| Re: Bulging disc pressing on spinal cord
Marywoo, I haven't really got any advice, just sympathy. I am 52 and am presently almost bedridden with neck issues. I am waiting to see a surgeon in 6 weeks and had this acute episode with my neck for 4 months now. The tests I've had so far haven't shown much up. But the specialist wants me to have an EMG before I see him.
So far I've been coping ok, but lately, the pain has become a bit unpredictable, and I find my emotional nerves are becoming pretty frayed, because I don't "trust" my neck anymore. I don't know from day to day what it's going to do next.
So I can relate in a way to how you must be feeling... sometimes I get "mad" with my neck as though it's my enemy, and other times I get so frustrated, because life seems to be going to waste while I'm just lying around waiting. But then I try to think of people who are totally disabled, and living with terrible diseases, and I feel like I'm a whiner.

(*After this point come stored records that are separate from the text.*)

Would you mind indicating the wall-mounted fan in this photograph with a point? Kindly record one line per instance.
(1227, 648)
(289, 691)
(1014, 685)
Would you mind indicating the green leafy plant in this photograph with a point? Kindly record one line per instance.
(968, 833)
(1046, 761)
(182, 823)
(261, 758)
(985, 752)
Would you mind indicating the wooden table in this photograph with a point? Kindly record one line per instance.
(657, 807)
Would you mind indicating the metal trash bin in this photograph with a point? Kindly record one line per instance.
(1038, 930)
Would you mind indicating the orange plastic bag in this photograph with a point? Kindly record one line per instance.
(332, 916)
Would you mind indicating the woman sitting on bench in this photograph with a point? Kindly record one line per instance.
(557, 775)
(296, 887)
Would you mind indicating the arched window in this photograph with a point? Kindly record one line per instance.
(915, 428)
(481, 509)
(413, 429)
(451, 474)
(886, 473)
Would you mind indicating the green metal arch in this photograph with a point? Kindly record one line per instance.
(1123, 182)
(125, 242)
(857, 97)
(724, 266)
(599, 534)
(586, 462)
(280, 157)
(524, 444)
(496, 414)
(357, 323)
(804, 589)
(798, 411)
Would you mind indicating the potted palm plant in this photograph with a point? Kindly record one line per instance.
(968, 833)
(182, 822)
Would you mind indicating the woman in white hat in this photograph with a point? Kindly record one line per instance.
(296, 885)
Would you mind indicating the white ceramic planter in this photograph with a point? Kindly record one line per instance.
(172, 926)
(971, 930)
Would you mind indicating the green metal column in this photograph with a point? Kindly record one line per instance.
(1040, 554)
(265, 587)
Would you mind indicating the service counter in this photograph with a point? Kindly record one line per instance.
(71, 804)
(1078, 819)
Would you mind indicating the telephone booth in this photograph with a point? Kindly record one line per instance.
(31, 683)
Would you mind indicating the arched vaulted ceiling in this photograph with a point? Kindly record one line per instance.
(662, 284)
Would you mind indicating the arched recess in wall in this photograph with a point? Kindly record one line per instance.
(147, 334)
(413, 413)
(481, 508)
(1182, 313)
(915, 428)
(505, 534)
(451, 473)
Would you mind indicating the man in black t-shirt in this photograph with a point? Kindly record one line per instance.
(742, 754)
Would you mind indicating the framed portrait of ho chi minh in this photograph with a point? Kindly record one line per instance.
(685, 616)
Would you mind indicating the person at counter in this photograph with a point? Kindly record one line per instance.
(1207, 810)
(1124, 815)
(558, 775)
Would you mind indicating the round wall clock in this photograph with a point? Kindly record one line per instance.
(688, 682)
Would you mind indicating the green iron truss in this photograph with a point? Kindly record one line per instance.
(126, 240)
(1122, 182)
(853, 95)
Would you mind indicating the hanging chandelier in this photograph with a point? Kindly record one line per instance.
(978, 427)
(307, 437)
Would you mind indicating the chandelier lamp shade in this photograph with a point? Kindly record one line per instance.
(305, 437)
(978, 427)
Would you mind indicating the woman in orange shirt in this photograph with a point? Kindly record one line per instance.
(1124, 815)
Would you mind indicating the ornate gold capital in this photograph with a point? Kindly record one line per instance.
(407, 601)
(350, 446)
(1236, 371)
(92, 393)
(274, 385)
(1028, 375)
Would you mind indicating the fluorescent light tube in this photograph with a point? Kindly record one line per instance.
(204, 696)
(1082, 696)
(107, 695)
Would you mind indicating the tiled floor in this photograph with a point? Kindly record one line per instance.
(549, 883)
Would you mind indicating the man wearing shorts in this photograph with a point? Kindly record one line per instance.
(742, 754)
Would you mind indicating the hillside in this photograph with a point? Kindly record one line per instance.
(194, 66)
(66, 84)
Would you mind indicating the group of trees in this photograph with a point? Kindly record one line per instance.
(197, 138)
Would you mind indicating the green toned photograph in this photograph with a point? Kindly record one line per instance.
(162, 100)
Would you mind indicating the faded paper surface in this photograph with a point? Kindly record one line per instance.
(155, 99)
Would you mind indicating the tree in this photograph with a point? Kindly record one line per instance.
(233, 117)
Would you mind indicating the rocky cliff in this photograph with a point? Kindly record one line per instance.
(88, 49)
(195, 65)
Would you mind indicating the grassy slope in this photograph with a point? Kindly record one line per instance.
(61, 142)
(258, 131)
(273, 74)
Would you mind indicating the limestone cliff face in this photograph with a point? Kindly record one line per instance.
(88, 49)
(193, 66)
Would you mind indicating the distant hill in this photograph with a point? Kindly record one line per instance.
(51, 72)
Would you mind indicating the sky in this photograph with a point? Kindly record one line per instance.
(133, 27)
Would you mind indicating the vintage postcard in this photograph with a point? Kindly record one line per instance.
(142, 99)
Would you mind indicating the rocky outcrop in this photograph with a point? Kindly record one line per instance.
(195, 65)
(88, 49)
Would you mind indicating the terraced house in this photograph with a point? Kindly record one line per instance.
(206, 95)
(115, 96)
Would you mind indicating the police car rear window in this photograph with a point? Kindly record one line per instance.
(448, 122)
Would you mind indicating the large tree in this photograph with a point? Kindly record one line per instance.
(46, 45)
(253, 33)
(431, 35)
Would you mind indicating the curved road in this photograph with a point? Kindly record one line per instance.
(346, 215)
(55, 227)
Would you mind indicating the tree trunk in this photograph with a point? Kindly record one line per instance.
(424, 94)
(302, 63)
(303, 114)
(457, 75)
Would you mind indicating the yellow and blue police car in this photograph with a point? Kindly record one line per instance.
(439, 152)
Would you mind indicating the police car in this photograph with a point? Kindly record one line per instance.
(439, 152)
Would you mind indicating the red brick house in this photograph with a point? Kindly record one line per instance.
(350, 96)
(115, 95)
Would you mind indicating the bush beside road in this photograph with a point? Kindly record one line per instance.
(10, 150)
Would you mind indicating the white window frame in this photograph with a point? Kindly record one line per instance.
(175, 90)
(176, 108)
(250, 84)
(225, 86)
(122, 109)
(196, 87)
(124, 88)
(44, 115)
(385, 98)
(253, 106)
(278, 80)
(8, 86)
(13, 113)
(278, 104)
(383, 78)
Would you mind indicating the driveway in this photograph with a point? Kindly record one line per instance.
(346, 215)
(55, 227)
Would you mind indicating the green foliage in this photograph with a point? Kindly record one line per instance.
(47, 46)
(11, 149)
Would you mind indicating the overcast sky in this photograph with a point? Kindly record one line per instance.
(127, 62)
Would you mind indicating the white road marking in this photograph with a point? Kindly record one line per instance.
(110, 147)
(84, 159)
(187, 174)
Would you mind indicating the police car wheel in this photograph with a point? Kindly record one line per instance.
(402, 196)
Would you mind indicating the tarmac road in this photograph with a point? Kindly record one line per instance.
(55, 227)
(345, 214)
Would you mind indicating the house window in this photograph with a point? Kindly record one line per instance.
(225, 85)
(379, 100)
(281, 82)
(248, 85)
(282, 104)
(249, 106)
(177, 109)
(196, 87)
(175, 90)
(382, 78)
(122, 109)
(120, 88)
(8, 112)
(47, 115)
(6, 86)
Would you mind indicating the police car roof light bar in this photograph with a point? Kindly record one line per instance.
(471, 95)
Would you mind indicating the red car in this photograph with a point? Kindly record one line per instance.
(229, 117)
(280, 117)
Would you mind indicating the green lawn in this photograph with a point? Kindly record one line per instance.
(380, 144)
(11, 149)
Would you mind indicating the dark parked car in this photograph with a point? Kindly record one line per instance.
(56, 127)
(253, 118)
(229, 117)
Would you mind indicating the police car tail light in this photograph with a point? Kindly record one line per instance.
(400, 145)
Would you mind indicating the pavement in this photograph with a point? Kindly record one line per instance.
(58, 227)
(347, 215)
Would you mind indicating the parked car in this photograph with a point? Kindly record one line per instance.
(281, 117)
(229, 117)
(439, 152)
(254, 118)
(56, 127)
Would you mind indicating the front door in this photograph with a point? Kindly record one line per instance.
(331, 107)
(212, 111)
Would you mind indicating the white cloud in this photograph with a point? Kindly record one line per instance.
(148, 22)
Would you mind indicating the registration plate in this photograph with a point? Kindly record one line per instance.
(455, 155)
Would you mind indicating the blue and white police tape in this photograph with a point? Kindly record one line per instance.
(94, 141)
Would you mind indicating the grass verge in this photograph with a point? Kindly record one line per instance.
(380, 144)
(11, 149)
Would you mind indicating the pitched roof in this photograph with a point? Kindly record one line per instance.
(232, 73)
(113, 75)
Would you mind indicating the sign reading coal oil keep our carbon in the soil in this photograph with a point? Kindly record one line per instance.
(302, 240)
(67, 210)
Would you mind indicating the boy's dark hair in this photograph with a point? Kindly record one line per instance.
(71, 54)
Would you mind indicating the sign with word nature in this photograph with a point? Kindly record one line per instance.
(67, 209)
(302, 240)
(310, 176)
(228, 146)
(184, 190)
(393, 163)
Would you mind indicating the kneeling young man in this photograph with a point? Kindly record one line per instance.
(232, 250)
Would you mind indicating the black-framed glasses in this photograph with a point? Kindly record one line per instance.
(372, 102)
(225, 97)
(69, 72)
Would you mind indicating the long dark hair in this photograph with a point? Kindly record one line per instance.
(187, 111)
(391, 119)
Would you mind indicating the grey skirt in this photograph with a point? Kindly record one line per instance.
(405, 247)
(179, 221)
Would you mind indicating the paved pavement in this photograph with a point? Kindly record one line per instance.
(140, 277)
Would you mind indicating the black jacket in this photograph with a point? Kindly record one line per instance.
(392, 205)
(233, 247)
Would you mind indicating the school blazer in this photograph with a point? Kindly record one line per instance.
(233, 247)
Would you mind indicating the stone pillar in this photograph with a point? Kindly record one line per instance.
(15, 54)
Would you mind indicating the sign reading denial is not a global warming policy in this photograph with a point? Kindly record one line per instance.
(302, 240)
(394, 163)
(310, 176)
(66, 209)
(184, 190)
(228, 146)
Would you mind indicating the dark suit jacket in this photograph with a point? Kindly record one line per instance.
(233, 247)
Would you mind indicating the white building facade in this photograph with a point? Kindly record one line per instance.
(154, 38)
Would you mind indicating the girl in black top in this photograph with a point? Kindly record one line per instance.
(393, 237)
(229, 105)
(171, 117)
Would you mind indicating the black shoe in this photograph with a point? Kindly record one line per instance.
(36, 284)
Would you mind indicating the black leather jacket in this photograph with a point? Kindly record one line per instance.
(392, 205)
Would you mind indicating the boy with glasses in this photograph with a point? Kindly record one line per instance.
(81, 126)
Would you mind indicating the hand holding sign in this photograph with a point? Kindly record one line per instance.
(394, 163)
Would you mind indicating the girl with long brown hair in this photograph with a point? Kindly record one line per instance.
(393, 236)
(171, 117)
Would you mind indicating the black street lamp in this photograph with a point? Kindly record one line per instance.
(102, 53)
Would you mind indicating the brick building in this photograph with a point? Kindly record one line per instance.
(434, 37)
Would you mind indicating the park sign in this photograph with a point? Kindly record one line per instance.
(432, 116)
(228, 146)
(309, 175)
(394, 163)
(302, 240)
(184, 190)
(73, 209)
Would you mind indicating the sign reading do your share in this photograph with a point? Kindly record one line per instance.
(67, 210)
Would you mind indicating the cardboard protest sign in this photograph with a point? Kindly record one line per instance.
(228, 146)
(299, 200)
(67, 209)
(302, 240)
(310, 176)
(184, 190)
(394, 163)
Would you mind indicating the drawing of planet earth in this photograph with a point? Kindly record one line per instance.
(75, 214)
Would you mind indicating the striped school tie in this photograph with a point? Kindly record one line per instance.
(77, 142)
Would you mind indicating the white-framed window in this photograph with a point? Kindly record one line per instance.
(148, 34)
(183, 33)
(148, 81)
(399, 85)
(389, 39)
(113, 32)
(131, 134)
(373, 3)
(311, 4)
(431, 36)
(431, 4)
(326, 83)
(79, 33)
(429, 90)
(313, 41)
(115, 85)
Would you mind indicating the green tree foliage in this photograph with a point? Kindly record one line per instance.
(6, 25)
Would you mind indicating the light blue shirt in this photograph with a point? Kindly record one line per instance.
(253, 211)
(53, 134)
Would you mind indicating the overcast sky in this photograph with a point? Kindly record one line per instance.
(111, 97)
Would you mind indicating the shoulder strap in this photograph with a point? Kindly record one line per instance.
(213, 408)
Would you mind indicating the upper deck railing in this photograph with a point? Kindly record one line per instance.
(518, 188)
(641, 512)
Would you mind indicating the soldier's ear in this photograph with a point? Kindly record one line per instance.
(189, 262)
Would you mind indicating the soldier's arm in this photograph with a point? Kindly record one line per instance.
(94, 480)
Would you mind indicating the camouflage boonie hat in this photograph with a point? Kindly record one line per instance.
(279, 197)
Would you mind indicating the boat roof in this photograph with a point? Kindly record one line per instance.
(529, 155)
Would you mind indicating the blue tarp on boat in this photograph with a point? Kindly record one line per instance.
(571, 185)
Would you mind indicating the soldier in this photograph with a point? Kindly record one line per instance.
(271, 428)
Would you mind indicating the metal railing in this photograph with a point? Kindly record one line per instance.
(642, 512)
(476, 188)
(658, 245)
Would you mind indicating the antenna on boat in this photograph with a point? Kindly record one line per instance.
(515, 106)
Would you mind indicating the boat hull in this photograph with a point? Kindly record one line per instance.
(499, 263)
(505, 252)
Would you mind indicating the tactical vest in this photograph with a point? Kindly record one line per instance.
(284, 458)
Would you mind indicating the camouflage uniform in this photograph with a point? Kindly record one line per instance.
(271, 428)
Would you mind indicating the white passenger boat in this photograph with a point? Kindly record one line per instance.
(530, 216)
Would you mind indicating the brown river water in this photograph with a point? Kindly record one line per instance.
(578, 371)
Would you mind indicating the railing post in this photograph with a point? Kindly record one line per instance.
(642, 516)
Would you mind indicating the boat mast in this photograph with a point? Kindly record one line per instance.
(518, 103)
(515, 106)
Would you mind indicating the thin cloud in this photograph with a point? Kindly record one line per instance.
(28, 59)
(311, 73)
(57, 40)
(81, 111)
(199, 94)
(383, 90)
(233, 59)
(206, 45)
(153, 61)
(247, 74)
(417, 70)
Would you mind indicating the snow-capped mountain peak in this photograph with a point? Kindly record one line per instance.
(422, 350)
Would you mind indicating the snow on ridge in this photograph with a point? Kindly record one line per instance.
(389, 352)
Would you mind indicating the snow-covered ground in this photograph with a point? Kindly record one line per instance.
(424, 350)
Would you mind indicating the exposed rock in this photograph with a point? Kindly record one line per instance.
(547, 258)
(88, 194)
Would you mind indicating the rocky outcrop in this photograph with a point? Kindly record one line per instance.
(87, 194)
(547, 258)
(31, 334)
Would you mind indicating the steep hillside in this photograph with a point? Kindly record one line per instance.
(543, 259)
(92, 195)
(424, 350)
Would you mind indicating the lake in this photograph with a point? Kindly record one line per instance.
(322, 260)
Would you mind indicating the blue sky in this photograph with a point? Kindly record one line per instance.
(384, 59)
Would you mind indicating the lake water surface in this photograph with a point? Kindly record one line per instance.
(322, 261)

But as someone said on this board, "when it's happening to you, it matters a lot".
Don't give up on seeking the right medical help. Sometimes you have to be persistent in getting through to them.
I like really my own GP a lot, and he is very kind and caring, but he didn't understand what I was trying to tell him. When I told him about the pain I was having, and how whenever I moved, my neck cracked, he said "Oh yes, I know how you feel. I get that too when I've sat my desk a while. I have to stretch and rub my neck and then I go, aaaah that feels so good".
Well, I felt like wrapping his neck with his stethescope, jabbing it with his reflex hammer and then turning it backwards for good measure, and saying, "No, NOW you might know what it feels like." Because that is just what it feels like and the "crack" I get is more like a bone snapping. Instead I just sat there wanting to cry, and wondering how I could explain how bad the pain really gets.
Finally, on my last visit, I said to him, I've given birth 4 times with no drugs, I've had back surgery, a hysterectomy, and 3 other surgeries, all without one whimper. I don't think I'm a sook, but this pain in my neck actually has the power to drop me to the floor, and make me yell.
That's when he decided to give me a referral to the surgeon.
I find it does help to read on here and know that there are people who will understand your fears and frustration and pain.
Last edited by lilydilly; 05-28-2008 at 11:41 PM.